Handmade amusement in a spacious backyard.
The more I travel around Japan, the more I find myself excited about curious spots interest. In Japanese, they’re collectively known as “chin supotto” (珍スポット)—off the beaten path locations that generate interest because of an odd quality about them. They are often unpolished, somewhat outrageous, and leave you thinking, “What strange mind would come up this?” As an oddball myself, I gravitate toward strange things, and Puramu no Kuni is definitely one of them.
Orchard Turned Playground
The name “Puramu no Kuni” (プラムの国) translates to “Plum Country.” The orchard is located among many others in Gunma that offer fruit picking, and as the name suggests, they mainly offer plum. In what I could only assume as a way to attract more customers even when plum is offseason, the orchard transformed part of its lot into a playground that offers a variety of attractions, all with an unpolished quality about them.

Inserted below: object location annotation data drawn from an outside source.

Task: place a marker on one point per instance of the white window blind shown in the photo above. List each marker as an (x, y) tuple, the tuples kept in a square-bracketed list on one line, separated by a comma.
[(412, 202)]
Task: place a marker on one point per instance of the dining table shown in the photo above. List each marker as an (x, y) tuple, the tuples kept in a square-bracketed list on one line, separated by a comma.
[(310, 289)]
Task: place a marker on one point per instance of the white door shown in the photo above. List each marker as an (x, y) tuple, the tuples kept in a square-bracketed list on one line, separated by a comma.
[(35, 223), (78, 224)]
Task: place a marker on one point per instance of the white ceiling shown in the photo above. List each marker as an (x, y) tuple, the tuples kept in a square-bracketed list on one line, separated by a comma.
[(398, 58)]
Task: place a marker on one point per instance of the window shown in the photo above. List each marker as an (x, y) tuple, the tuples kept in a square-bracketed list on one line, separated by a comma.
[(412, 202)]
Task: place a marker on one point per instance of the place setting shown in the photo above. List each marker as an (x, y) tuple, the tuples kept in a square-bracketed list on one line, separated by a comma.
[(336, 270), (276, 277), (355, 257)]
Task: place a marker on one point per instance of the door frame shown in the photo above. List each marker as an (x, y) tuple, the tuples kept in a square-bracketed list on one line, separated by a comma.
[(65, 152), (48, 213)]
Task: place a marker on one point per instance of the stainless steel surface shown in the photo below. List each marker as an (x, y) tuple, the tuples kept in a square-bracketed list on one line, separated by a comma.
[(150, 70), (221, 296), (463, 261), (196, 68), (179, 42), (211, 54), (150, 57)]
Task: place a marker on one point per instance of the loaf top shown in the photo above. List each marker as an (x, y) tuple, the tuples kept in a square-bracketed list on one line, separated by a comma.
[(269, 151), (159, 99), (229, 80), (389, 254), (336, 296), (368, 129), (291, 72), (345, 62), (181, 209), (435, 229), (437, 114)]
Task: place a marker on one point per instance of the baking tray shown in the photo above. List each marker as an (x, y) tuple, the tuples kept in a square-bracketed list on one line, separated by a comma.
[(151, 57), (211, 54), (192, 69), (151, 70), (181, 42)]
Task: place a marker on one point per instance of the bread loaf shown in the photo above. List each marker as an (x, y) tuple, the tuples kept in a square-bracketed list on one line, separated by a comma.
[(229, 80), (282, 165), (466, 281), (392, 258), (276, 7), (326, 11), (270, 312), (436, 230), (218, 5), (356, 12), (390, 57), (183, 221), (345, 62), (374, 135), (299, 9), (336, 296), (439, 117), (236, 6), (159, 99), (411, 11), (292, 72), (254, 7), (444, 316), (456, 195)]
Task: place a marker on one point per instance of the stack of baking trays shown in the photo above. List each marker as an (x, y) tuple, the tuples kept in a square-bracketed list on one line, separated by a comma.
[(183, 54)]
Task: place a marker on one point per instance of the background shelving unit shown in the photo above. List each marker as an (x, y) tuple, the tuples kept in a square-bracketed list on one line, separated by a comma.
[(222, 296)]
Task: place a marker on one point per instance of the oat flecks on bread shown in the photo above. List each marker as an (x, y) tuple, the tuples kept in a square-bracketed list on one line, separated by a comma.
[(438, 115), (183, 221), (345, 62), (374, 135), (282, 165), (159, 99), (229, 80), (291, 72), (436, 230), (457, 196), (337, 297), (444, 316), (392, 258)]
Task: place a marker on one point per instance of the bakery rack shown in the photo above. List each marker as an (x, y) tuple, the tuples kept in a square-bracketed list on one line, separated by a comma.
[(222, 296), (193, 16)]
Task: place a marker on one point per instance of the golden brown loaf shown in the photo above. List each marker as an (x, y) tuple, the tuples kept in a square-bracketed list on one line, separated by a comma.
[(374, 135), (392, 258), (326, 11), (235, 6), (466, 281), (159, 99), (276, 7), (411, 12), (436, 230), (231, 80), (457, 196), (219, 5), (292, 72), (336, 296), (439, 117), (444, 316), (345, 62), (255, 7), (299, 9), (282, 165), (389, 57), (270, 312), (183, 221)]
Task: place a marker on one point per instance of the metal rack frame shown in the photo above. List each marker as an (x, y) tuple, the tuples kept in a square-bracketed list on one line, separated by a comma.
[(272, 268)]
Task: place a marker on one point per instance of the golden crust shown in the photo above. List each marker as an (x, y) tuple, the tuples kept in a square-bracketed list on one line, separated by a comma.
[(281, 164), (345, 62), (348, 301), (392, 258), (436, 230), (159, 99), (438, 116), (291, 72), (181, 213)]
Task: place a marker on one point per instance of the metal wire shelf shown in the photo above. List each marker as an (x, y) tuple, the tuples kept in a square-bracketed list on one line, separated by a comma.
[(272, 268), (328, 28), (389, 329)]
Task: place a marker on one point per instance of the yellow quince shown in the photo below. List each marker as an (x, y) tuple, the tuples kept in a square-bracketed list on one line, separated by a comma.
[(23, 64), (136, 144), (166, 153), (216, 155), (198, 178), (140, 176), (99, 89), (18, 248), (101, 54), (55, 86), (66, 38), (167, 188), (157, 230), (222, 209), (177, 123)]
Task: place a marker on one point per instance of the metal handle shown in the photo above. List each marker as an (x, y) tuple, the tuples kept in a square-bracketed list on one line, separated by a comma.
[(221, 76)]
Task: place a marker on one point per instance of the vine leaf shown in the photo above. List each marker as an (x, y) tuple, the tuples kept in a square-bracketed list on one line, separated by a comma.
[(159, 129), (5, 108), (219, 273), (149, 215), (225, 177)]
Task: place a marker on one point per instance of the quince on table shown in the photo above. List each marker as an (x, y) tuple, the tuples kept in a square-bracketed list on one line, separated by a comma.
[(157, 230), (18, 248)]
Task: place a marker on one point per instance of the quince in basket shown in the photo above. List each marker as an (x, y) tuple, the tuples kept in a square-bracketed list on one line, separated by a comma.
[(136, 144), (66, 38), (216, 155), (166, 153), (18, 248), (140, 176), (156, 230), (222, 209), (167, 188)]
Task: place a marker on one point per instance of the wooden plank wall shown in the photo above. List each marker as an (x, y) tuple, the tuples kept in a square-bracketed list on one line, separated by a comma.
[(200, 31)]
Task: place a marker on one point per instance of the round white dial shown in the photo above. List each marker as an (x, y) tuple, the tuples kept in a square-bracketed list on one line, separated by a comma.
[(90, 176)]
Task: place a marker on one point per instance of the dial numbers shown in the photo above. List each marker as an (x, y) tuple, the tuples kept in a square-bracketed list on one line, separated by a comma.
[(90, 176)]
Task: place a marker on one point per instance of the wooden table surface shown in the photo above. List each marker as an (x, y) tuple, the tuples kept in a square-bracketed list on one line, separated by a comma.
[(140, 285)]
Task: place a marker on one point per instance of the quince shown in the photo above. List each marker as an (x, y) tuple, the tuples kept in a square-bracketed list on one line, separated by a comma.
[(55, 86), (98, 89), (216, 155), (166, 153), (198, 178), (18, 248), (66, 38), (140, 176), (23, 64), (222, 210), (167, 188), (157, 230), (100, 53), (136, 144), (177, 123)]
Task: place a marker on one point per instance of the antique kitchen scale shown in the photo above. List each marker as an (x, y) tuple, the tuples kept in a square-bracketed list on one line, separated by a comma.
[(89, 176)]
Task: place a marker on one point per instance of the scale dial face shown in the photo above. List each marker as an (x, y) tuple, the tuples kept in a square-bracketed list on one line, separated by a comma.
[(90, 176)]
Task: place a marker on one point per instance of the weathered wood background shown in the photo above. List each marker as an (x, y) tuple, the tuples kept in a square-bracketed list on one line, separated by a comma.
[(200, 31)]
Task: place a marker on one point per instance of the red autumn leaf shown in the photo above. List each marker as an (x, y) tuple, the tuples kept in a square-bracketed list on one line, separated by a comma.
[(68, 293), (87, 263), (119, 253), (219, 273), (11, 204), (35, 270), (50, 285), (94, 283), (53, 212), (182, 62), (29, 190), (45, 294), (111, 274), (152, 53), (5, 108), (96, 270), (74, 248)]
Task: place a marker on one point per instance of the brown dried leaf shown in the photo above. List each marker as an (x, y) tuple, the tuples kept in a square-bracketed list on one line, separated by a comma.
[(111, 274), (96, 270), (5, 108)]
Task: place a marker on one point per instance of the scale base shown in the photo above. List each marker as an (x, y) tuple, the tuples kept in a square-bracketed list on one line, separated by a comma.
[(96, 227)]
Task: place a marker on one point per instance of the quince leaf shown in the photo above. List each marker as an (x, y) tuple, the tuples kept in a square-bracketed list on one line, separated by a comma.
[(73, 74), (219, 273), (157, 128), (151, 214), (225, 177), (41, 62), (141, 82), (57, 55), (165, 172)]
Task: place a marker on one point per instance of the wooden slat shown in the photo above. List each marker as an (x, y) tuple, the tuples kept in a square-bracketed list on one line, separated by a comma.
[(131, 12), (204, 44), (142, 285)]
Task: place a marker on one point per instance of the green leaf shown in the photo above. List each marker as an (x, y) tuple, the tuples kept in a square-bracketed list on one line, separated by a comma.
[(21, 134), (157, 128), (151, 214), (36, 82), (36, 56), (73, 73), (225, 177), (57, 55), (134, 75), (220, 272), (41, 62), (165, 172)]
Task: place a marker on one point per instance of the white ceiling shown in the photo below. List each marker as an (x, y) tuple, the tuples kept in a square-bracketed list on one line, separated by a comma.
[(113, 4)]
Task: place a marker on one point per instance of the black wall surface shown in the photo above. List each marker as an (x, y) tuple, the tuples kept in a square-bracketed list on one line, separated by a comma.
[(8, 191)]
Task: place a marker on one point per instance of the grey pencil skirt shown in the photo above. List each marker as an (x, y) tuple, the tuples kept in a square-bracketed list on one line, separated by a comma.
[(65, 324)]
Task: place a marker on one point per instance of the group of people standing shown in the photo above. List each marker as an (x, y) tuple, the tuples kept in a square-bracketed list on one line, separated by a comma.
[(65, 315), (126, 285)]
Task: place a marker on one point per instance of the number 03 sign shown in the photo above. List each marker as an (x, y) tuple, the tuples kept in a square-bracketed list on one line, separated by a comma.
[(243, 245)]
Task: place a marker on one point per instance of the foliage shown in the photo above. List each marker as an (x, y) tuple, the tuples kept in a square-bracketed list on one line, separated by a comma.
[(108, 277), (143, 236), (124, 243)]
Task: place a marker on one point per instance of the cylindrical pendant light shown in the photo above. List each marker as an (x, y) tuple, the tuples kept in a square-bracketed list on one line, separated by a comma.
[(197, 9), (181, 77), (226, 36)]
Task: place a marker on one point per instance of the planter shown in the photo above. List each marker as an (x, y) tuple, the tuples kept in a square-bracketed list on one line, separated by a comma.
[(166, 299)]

Entrance costs JPY 400, and as soon as you get in, you are met by two bunnies in a cage. Right beside them is a pile of lettuce that you can freely feed them.
Beside the bunnies is Hana-chan, a spirited Corgi whom you are sure not to miss. She likes to bark to get your attention, and she wags her tail in greeting as soon as you approach.
From Hana’s spot, you’ll have to make your way down to Variety Plaza (バラエティー広場) where a cluster of attractions await.
You can ride a wooden swing…
…go down slides, balance your way on poles, or go through tiny boxes.
If you want to play a see-saw version of tug-o-war, there’s a game for that too.
There’s a punching bag if you have pent-up frustration to release.
And even space to play sports like basketball, golf, darts and badminton.
If you get tired of playing, the bunny house is right next to the attractions so you can surround yourself with furry friends.
Careful though, they’re eager to meet you when you open the door.
Cave of Terrors (恐怖の洞窟)
The attraction that Puramu no Kuni is most known for is the so-called “Kyōfu no Dōkutsu,” or “Cave of Terrors” in English. At a glance, it looks like the horror house you would find at a local fair, and the sheer campiness of it makes it look like it sprang out of a B-grade horror movie.
Make no mistake, however, as I actually got scared going in the cave. The route is a lot a longer than it looks from the outside, and you’re basically entering an earthen tunnel, so the temperature drops as soon as you get in. You’ll have to crouch and make your way through narrow spaces, and while there are no staff members waiting to jump from behind and scare you, plenty of surprises lie in wait. Oh, and there’s a living thing waiting to greet you, too, but I won’t spoil the surprise.
In my opinion, what makes Puramu no Kuni work is the simplicity of it. There’s a sense of adventure in finding the place as it’s not as accessible as the usual sightseeing spots. There’s an element of a nostalgia in the mundanity of the handiwork; it’s as if you’re playing in your grandparents’ backyard. Lastly, the fact that place is removed from crowds and long lines make it an excellent chin supotto, a hidden gem in the depths of Gunma.
How to Get There
Puramu no Kuni (プラムの国)
Minakami, Gunma Prefecture
Google Maps URL
Official Website (Japanese Only)
Entrance Fee: JPY 400
Business Hours: Sat to Thur 9:00-16:00, Fridays 9:00-15:00
Access: From JR JōetsuLine Gokan Station (後閑駅 ), ride the bus goes to either Sarugakyo (猿ヶ京) or Takumi no Sato (たくみの里) and get off at Imajuku Bus Stop (今宿). Puramu no Kuni is a 10-minute walk from there.